The United States, of course, soon followed with development of its own ICBMs. Combined with the deployment of various commercial and military satellites, the threat of possible missile strikes made the creation of an Air Force specialty dedicated to monitoring the activity of vehicles in Earth orbit an existential necessity.

Today, Airmen serving in Space Systems Operations are tasked with the detection and identification of vehicles traveling in earth orbit and monitoring the parameters of those orbits (they’re also responsible with maintaining the orbital parameters of Air Force vehicles). A vast array of sensors deployed across the globe as well as on satellites are used to detect missile launches and track their flight paths.

Offensive and defensive space-control systems, many of them highly classified, are at the disposal of these Airmen, and consequently anyone seeking entry into this specialty must pass the exhaustive Single Scope Background Investigation. This level of security is especially critical for Airmen who’ve been given the task of replicating the space-based capabilities of adversarial nations and entities and are thus intimately familiar with their technologies.
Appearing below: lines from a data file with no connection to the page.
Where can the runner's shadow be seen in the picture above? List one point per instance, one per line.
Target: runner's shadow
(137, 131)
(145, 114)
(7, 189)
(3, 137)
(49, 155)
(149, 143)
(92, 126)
Depending on their career paths, Airmen will carry out command and control duties at agencies such as the Missile Warning Center, the Joint Space Operations Center, and the NORAD/USNORTHCOM Command Center, to name a few—just another reason why successfully passing thorough background checks is so important for this specialty.

The award criteria for the Space Systems Operations badge is the same as for nearly all other occupations, with the Senior-level badge being awarded to Staff Sergeants or higher who have qualified at the 7-Skill level. Master-level badges are given to Master Sergeants who have logged a minimum of five years in the specialty at the 7-skill level or higher.